Il est des techniques de communication très efficaces en cas de conflits imminents. L’une d’entre elles, la «communication Non violente » ( cf « Élever nos enfants avec bienveillance« ), invite à reconsidérer sa façon de s’exprimer et d’écouter son interlocuteur. Puisque le système fonctionne entre adultes, rien ne nous empêche d’en conserver les grands principes avec notre enfant. Il s’agit de :
-Énoncer des observations rigoureuses, qui ne sont ni des jugements, ni des évaluations « Je constate que tu n’as pas rangé ta chambre comme je te l’avais demandé »
-Exprimer nos sentiments : «Je me sens fatiguée, découragée»
-Exprimer nos besoins, aspirations, motivations « … parce que j’ai besoin d’être entendu »
-Présenter nos demandes de façon positive, concrète et réalisable « Nous allons jouer à la douche la plus rapide du monde et tu prendras le temps de ranger ta chambre avant le repas. C’est d’accord ? »
Il n’est pas facile de respecter un tel protocole. Mais au moins pouvons-nous en garder l’idée générale devant notre interlocuteur de 96 cm. La démarche fait vraiment des miracles. Nous formulons une demande qui a bien plus de chances d’être entendue qu’un « Range ta chambre » qui tombe au plus mauvais moment et risque de déclencher un drame.

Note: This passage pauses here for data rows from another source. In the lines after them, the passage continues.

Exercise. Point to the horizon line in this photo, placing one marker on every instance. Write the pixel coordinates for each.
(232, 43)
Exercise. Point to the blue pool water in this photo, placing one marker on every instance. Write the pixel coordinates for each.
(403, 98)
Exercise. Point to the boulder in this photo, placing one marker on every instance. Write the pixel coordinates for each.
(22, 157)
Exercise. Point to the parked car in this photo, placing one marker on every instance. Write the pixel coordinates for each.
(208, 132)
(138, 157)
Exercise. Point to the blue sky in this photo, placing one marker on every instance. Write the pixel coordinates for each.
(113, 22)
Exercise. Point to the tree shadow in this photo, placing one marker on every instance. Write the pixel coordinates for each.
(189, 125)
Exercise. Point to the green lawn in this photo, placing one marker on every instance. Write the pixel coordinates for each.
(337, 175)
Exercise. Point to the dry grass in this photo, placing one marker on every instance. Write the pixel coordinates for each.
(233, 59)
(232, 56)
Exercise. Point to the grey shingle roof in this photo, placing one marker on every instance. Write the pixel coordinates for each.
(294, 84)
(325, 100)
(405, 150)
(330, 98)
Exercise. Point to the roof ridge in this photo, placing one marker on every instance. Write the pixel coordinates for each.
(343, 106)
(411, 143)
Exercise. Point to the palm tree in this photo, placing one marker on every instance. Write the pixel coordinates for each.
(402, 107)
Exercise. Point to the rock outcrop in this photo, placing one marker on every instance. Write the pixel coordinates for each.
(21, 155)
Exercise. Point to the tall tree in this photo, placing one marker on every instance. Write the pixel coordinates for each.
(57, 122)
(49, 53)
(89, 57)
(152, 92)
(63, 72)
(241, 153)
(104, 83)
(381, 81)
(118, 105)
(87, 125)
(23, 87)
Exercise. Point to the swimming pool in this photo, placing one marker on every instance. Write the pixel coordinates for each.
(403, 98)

Comment rappeler à l’ordre ?
-Assurons-nous d’obtenir l’attention de l’enfant
-Attendons un moment puis interrogeons-le «Que se passe-t-il ? »
-Rappelons ensuite la demande, la règle et/ou l’interdit

L’isolement :

Combien de temps ? Le temps de retrait doit être court et proportionnel à l’âge de l’enfant. Il est inutile et préjudiciable de laisser un petit trop longtemps «au coin». Il faut compter environ une minute par année (3 minutes pour 3 ans)

Marche à suivre :
-Répétons d’abord la consigne
-Puis direction l’endroit de mise en quarantaine
-Mais revenons à l’heure

Deux phrases clés : « Je comprends que tu ne sois pas d’accord avec moi. Mais ce que tu fais là n’y changera rien » et « J’ai entendu que tu n’étais pas content mais il est maintenant inutile d’insister »

Nous avons le droit de parler de nos faiblesses et de nos fragilités. L’enfant a besoin d’un parent « suffisamment bon » pour reprendre l’expression du pédiatre Donald Winnicott. Pas infaillible.

Lorsque nous rappelons les faits, il est important d’éviter :

-La culpabilisation
-Les longues exhortations, les sermons interminables
-Le mutisme
-Les jugements péremptoires (« on ne peut pas te faire confiance »)
-La comparaison

Expliquons ensuite l’inutilité du caprice. Il convient aussi de se positionner en tant qu’adulte et de faire valoir notre expérience. Il est nécessaire de marquer sa détermination.

Le but est finalement qu’un petit, au fur et à mesure de ses expériences, constate qu’un caprice est inutile. Qu’il admette qu’une crise ne serve pas à grand chose. Qu’il découvre que sa colère ne change rien. Mais ne change rien non plus à l’amour et la confiance que nous lui portons.

Conclusion :

L’idée principale de cet ouvrage : le recul. Faire preuve de distance et de discernement, quelque soit la situation, nous aidera toujours à garder le cap face au petit être qui se déchaîne sous nos yeux ébahis.